The compensatory damages were low in the case because the court failed to take into account the long-term effect of losing a way of life, said Schultz, who fished with her husband in Prince William Sound at the time of the spill. Schultz said she'd rather see punitive damages assessed on corporate profits, for example.
"Exxon stands to pay pennies on the dollar," Schultz testified. "If our highest court in America fails to hold them accountable, how will they ever be forced to take responsibility for their destructive actions?"
Schultz and other plaintiffs had a sympathetic listener in the committee chairman, Sen. Patrick Leahy, D-Vt., who likened the effect of Exxon's payout on its bottom line to that of an ordinary American paying a parking ticket.

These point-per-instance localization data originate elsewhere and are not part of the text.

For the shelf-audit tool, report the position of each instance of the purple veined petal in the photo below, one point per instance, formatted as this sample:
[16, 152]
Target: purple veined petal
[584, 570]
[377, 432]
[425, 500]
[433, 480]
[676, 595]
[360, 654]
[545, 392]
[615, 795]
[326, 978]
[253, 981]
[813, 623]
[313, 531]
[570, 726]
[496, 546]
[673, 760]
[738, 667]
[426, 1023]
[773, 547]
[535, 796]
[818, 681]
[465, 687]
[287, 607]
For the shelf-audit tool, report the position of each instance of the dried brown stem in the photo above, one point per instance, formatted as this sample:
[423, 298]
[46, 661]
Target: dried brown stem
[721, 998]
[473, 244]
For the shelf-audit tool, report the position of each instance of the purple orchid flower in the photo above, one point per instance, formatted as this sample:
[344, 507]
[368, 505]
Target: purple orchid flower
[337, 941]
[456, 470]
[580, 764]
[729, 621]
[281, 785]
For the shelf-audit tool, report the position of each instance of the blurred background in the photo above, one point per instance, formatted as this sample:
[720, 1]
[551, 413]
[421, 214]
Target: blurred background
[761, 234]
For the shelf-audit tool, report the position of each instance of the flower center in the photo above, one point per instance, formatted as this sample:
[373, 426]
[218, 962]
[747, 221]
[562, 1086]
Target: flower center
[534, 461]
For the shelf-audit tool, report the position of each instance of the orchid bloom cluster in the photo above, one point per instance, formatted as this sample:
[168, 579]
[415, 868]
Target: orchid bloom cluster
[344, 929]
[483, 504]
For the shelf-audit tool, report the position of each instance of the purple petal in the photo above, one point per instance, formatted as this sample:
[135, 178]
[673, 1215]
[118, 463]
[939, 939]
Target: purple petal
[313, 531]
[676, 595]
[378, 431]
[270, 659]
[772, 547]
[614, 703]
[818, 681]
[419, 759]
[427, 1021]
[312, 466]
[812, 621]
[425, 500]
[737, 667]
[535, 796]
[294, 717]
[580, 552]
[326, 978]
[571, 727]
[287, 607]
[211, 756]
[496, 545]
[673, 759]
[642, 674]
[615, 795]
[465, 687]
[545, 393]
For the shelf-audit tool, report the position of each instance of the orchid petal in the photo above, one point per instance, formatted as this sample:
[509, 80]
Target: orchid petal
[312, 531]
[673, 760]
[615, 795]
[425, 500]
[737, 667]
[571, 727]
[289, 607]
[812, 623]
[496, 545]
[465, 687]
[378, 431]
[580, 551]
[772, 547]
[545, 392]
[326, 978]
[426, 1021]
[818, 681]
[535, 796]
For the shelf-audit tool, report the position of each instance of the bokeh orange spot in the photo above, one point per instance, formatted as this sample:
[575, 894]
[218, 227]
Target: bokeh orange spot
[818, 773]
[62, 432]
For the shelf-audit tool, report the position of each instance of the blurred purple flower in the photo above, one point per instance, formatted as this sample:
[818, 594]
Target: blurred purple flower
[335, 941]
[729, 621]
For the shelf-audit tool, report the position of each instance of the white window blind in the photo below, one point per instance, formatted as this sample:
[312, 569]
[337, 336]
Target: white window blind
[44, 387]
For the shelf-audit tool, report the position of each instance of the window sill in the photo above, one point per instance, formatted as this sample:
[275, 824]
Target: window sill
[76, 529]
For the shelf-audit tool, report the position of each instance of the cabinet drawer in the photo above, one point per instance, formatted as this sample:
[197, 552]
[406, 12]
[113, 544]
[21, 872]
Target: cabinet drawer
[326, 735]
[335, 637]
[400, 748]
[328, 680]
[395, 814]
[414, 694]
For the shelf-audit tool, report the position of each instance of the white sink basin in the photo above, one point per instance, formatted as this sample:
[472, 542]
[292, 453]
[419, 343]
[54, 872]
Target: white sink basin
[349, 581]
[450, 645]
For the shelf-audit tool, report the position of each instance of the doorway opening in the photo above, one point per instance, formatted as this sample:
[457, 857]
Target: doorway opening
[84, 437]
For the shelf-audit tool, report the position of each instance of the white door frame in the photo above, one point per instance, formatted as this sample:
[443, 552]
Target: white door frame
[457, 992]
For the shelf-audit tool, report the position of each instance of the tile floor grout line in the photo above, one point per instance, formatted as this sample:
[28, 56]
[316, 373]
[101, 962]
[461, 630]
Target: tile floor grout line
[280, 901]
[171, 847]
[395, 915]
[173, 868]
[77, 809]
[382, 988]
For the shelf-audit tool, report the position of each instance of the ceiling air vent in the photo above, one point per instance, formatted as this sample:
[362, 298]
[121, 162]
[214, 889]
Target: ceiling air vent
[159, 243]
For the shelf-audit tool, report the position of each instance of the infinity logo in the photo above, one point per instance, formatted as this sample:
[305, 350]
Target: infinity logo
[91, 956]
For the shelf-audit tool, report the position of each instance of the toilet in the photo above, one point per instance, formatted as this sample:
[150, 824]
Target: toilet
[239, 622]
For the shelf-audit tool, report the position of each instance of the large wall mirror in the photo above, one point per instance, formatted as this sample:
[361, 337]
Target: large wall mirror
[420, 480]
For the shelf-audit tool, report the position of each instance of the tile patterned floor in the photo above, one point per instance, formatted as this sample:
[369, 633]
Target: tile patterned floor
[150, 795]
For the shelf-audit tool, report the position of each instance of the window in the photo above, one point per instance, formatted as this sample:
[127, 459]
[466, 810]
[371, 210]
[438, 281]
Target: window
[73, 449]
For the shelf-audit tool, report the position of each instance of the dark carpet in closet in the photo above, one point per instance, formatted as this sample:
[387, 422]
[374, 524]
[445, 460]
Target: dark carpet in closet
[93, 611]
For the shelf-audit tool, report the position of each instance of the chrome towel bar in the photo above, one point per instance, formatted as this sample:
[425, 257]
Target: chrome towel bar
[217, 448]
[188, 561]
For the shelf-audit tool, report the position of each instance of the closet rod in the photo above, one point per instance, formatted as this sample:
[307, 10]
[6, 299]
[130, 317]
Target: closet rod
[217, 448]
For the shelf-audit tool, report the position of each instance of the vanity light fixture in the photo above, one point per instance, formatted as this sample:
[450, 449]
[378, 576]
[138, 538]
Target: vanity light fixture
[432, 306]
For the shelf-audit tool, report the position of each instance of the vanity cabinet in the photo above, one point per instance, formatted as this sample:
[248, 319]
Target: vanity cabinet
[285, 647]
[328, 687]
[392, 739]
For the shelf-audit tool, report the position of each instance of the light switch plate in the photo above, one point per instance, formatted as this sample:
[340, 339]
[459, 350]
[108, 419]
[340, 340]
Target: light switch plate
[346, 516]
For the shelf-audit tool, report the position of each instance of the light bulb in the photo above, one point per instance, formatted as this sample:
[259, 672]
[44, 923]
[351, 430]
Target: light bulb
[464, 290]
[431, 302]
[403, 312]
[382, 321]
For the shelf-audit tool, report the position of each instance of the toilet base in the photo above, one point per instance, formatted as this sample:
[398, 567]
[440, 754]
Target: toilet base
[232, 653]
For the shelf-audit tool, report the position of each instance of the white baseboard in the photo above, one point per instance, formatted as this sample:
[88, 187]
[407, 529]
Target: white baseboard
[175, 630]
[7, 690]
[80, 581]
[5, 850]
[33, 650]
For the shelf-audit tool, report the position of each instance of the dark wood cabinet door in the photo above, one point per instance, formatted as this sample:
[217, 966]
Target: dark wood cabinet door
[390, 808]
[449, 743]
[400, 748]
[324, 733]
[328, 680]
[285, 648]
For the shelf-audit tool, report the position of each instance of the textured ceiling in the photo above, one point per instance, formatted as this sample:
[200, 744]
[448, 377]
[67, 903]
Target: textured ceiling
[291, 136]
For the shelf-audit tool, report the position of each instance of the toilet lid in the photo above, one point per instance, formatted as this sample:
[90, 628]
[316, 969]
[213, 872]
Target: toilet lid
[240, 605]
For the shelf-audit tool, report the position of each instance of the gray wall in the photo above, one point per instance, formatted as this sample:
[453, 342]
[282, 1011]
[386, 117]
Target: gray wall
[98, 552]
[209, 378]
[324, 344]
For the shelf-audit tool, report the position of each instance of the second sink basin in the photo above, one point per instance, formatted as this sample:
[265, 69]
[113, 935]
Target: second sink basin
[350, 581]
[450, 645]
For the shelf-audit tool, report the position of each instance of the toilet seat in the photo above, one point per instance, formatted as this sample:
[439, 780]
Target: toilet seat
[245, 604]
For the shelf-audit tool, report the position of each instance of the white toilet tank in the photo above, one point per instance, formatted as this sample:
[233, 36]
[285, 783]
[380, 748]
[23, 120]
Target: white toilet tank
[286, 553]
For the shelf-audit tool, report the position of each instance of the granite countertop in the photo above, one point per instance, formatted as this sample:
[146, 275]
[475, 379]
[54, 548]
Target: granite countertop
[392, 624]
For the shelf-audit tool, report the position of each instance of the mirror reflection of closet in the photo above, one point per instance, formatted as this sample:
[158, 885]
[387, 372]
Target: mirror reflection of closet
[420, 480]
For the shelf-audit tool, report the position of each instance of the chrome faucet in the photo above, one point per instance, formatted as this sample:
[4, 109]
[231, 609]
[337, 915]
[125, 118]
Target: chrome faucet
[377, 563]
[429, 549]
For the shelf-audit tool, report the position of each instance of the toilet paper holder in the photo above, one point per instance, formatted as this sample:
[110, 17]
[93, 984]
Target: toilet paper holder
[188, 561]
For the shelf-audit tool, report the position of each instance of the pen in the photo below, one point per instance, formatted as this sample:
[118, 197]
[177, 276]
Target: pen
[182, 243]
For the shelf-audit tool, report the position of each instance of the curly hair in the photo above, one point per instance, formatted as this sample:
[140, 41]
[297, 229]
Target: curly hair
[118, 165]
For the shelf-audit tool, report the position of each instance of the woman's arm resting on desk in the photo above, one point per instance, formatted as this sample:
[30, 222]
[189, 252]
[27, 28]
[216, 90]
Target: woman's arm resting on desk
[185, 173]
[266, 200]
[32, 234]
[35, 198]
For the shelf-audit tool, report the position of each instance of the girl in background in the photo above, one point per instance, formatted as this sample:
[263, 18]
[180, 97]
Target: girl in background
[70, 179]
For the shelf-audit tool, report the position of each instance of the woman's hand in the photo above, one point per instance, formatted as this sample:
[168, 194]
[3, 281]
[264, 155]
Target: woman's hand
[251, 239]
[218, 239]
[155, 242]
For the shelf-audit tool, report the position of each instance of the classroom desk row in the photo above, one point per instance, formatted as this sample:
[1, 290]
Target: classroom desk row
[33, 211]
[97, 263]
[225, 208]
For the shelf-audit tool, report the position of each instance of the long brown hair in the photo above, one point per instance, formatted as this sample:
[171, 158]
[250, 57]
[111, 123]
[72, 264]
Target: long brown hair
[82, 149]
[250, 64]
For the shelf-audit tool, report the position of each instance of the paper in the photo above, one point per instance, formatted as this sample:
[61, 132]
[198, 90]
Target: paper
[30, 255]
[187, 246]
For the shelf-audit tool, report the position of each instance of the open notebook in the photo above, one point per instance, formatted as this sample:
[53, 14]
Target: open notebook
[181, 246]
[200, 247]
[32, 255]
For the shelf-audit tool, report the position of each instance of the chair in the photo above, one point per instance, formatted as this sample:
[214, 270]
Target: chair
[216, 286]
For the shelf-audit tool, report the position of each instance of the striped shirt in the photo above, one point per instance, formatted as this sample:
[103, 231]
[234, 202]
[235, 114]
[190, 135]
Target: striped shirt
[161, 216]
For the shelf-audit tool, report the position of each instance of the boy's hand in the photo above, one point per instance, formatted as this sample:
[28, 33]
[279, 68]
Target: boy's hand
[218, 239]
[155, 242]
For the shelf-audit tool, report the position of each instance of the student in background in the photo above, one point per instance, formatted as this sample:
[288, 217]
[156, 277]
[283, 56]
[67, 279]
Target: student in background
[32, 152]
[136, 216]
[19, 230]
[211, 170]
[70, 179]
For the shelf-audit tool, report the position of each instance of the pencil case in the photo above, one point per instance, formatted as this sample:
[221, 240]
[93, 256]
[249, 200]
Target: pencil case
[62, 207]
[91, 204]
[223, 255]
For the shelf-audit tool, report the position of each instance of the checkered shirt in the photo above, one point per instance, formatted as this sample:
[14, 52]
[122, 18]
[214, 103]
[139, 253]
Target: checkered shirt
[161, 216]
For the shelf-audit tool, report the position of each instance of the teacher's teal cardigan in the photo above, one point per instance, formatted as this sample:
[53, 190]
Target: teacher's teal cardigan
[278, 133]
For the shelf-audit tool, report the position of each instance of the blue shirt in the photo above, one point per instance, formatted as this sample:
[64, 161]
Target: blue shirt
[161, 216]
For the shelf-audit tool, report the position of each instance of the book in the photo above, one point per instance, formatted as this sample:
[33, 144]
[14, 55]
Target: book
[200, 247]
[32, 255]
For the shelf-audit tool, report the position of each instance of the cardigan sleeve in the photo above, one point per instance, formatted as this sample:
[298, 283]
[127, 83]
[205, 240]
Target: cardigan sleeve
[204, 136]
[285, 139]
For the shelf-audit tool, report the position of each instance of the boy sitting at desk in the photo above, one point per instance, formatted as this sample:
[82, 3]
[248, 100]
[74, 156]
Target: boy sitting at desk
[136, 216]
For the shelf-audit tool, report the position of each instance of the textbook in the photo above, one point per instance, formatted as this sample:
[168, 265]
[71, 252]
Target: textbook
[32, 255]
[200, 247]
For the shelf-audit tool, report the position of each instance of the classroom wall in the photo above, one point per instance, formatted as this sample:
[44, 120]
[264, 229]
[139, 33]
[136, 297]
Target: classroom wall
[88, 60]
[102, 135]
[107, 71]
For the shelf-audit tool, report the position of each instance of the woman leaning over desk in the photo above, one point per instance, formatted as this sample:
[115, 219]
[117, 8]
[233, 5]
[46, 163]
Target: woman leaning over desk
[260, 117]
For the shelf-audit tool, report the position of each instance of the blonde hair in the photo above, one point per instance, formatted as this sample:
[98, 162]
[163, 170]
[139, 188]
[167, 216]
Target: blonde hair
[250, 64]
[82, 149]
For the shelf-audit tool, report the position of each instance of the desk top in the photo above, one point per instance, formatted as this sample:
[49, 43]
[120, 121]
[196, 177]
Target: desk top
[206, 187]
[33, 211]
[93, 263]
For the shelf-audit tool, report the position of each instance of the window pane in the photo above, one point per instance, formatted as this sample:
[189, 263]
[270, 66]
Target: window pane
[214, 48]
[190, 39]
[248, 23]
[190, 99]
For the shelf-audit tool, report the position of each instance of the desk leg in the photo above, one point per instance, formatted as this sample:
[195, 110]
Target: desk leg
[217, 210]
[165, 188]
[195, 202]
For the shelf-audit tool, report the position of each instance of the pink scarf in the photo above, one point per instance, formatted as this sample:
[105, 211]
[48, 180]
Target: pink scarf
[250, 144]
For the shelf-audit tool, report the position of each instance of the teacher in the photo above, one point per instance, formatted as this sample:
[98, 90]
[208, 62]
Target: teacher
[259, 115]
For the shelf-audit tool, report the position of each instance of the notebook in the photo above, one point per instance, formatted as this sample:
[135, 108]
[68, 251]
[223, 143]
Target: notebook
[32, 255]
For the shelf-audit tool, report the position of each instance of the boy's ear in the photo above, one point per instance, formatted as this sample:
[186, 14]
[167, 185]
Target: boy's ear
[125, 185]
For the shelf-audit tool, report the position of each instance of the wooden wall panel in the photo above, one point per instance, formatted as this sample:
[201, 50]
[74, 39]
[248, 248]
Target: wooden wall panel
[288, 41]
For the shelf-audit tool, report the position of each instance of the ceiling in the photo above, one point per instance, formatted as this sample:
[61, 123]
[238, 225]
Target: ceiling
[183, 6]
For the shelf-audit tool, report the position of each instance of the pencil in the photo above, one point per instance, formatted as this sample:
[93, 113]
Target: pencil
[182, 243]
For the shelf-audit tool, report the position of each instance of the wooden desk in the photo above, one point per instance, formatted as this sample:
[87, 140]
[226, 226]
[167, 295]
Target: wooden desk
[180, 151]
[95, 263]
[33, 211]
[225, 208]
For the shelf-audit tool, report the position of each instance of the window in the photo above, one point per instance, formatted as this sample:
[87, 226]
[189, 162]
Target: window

"If Congress had wanted to cap the punitive damages for disasters that impact thousands of Americans, of course we could have done so," Leahy said, "but we didn't."
The consequence of reckless conduct has been reduced to a small cost of doing business, Leahy said, calling it yet another example in a string of cases in which the Supreme Court has misconstrued congressional intent to shield large corporations from accountability.
However, Patricia Millett, a partner at the Akin Gump law firm who argued more than two dozen cases in front of the Supreme Court as a litigator for the U.S. solicitor general, said in her testimony that the recent court term was a "mixed bag" for corporate interests. Of the 24 cases that involved business concerns (about a third of the court's docket for the term), the court split fairly evenly, she said: Thirteen cases could be described as pro-business; 11 could be deemed as less business-friendly.
She also said that the court left open a window in the Exxon case: If there's proof that a corporation's bad conduct was intentional, or that the corporation profited from it, plaintiffs can apply for greater punitive damages than the one-to-one ratio.